You can sometimes have your mover take care of the entire moving process, including packing the boxes. Packing up an entire home’s worth of goods often costs $1,000 or more.
While it may seem pricey, many moving companies require professional packing to keep the moving insurance intact. If you pack a box that suffers damage during the move, they may argue that you didn’t pack it properly and reject your claim.
How To Save Money When Moving Out of State
Federal law dictates your rights and responsibilities when you move between states. A reputable moving company will be registered with the FMCSA and thus provide certain benefits.
Before moving, review the U.S. Department of Transportation’s handout on interstate moving. It contains crucial information regarding receiving estimates, obtaining insurance, and managing various aspects of the moving operation.
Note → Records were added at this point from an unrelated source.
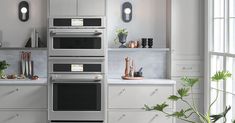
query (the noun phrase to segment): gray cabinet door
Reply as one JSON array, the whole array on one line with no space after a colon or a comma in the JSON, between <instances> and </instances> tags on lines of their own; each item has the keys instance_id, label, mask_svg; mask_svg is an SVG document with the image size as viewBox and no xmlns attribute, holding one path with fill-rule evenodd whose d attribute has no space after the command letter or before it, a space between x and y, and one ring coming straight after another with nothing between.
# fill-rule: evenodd
<instances>
[{"instance_id":1,"label":"gray cabinet door","mask_svg":"<svg viewBox=\"0 0 235 123\"><path fill-rule=\"evenodd\" d=\"M78 0L79 16L104 16L105 0Z\"/></svg>"},{"instance_id":2,"label":"gray cabinet door","mask_svg":"<svg viewBox=\"0 0 235 123\"><path fill-rule=\"evenodd\" d=\"M50 17L76 16L77 0L50 0Z\"/></svg>"}]
</instances>

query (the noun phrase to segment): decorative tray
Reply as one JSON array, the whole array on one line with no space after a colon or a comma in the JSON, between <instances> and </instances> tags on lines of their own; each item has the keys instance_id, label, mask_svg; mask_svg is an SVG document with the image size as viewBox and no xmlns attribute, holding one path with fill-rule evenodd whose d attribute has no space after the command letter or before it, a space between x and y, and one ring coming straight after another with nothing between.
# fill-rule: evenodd
<instances>
[{"instance_id":1,"label":"decorative tray","mask_svg":"<svg viewBox=\"0 0 235 123\"><path fill-rule=\"evenodd\" d=\"M143 80L144 77L125 77L125 76L122 76L122 79L124 80Z\"/></svg>"}]
</instances>

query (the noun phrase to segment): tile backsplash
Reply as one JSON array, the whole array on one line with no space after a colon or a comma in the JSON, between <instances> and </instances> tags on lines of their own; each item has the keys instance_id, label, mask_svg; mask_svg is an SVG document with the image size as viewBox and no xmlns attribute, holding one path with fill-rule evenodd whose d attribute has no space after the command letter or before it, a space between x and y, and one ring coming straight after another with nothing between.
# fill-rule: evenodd
<instances>
[{"instance_id":1,"label":"tile backsplash","mask_svg":"<svg viewBox=\"0 0 235 123\"><path fill-rule=\"evenodd\" d=\"M143 67L143 76L149 79L167 78L167 52L109 52L108 53L108 76L120 78L125 71L125 57L134 60L135 70Z\"/></svg>"},{"instance_id":2,"label":"tile backsplash","mask_svg":"<svg viewBox=\"0 0 235 123\"><path fill-rule=\"evenodd\" d=\"M47 77L47 51L30 51L34 61L34 74L39 77ZM0 61L6 60L10 66L5 70L6 74L19 74L20 50L0 50Z\"/></svg>"}]
</instances>

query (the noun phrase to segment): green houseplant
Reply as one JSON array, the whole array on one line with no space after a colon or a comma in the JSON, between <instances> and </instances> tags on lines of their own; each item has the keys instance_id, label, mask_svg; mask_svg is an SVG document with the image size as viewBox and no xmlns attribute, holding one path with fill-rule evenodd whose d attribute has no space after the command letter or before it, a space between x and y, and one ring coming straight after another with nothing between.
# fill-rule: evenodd
<instances>
[{"instance_id":1,"label":"green houseplant","mask_svg":"<svg viewBox=\"0 0 235 123\"><path fill-rule=\"evenodd\" d=\"M126 46L124 44L126 43L128 31L124 28L117 29L116 35L117 35L117 37L115 39L115 42L117 42L117 40L118 40L122 44L121 46L119 46L119 48L126 48Z\"/></svg>"},{"instance_id":2,"label":"green houseplant","mask_svg":"<svg viewBox=\"0 0 235 123\"><path fill-rule=\"evenodd\" d=\"M231 77L231 73L229 73L227 71L218 71L212 76L211 79L213 82L216 82L216 85L218 87L219 82L226 80L229 77ZM195 121L192 121L190 119L190 117L193 115L195 115L196 117L198 117L200 119L200 123L216 123L220 119L223 119L223 123L227 123L226 114L231 109L230 106L226 107L224 109L224 111L219 114L215 114L215 115L211 114L211 107L215 104L215 102L218 99L218 95L219 95L218 89L216 90L215 99L209 105L208 111L205 114L203 114L203 113L199 112L198 109L196 108L193 95L191 95L192 100L193 100L192 103L189 103L187 100L185 100L185 97L189 96L190 91L192 91L192 88L194 87L194 85L196 83L198 83L199 79L183 77L182 81L183 81L184 87L177 90L177 95L170 95L168 97L168 99L171 101L175 101L175 102L182 101L183 103L185 103L188 106L187 108L181 109L180 111L176 111L173 113L168 113L165 111L165 108L168 107L168 104L166 104L166 102L164 102L162 104L157 104L152 107L145 105L144 109L147 111L150 111L150 110L160 111L160 112L166 114L168 117L175 117L180 120L186 121L188 123L196 123ZM232 123L235 123L235 121L232 121Z\"/></svg>"},{"instance_id":3,"label":"green houseplant","mask_svg":"<svg viewBox=\"0 0 235 123\"><path fill-rule=\"evenodd\" d=\"M7 69L7 67L10 66L5 60L0 61L0 79L5 78L5 72L4 70Z\"/></svg>"}]
</instances>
You’ll ensure a better experience and fewer surprises by understanding the extent of your mover’s responsibilities.
No matter who you choose to do your move, seek a binding or binding not-to-exceed estimate. It’s easy for scammers to take advantage of customers by luring them in with low quotes in non-binding estimates and then blindsiding them with exorbitant fees in the middle of the move. A binding estimate ensures you won’t pay more than your quoted price.
Most people know that moving isn’t cheap, but the actual cost of an out-of-state move can still be far more than you expect. A typical full-service moving company costs nearly $10,000. Among all the other adjustments you have to make, that can be a challenging bill to foot. By understanding your rights as an interstate mover and looking for chances to cut costs, you’ll be sure to get an excellent deal whenever you’re ready to relocate.